As you can see, for this stage I tweaked the arrangement from my previous breakdown. I included the first screen of each gauntlet in the section to which it is a lead-up, despite the lack of a clear division via scrolling. This will help clean up my difficulty curve and hazard population analyses.
What to say about this? If Cut Man's stage feels somewhat dull and listless, I suspect this is at least part of why. The stage has no very high or low points; it maintains a more or less static (and not very high) level of challenge throughout, so any character it has must come from something else - a special enemy or hazard, a unique bit of platforming, something.
Unfortunately, there is no 'something' that does that, as we are about to see:
This is informative, but not in quite the way it appears at first. First, note the similarity to Guts Man's stage's hazard chart. As in that, the player mostly encounters different hazards sequentially, with little or no integration, and there are not many hazards. However, there are some key differences that need to be taken into account:
- In Guts Man's stage, the Sections were far shorter, and the hazards in each had virtually no development within their Section as well as no integration into later ones; here, on the other hand, Sections 2 and 4 provide a process (however flawed) of escalation and development, making the stage feel less about tricks. Additionally, similarities in the way different hazards are presented (again, Sections 2 and 4 are both vertical OROC series') make it feel more integrated than it really is. In this way, Cut Man's stage is an improvement over Guts Man's.
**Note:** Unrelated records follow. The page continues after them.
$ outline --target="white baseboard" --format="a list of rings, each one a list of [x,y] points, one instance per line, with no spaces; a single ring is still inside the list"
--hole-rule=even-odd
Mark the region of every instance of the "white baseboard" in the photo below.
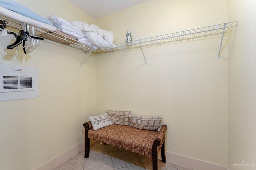
[[[227,170],[221,165],[166,151],[166,161],[195,170]],[[161,154],[159,154],[160,156]]]
[[[90,141],[90,144],[95,141]],[[52,170],[68,160],[84,149],[84,141],[60,154],[55,158],[34,169],[34,170]]]
[[[95,141],[92,140],[90,144]],[[58,167],[62,163],[66,161],[76,155],[84,148],[84,142],[83,142],[70,149],[60,154],[57,156],[46,163],[34,168],[34,170],[52,170]],[[192,158],[179,155],[166,151],[167,162],[173,163],[183,166],[195,170],[227,170],[228,168],[221,165],[199,160]],[[160,153],[158,158],[161,159]]]

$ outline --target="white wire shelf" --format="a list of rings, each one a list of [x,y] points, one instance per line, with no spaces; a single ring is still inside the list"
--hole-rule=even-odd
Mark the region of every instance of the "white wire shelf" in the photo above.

- On the other hand, because the length of Cut Man's stage (which is closer to, or even greater than, that of Bomb Man's stage) is much larger than Guts Man's stage, and yet contains barely any more hazard types, it feels very monotonous and repetitive. In this way, Cut Man's stage falls short of Bomb Man's.
Cut Man's stage overreached itself, and I suspect it had more to do with the limitations (of time and system resources) the developers faced than inexperience on their part. It shows signs of smart design, with clear attempts to introduce and escalate challenges focused around enemies and terrain; unfortunately, the inability to: 1) do this effectively with all of them and 2) integrate them to create something even more challenging prevented them from realizing their full goals. Octopus Batteries were a poor choice for enemy design (actually, many of the enemies in this game were such, and I will discuss this issue somewhat later), and while Section 4, for instance, might have been better if, say, the developers had started blending Beaks and Octopus Batteries, it is likely that they were constrained by the NES hardware, which could only handle so many sprites at a time. Even the third screen in Section 4 displays lag with only five Octopus Batteries.
Where I am not as inclined to forgive the developers is in the waste of the stage's unique hazard: the Super Cutters. Since they appear only in this stage and could have provided the developers with myriad options to create distinctive and fun Forced Pace and High Pressure Challenges, I cannot fathom why they instead chose to focus on a series of fairly dull OROCs with enemies the player would get to encounter under more interesting circumstances in plenty of other areas in the game.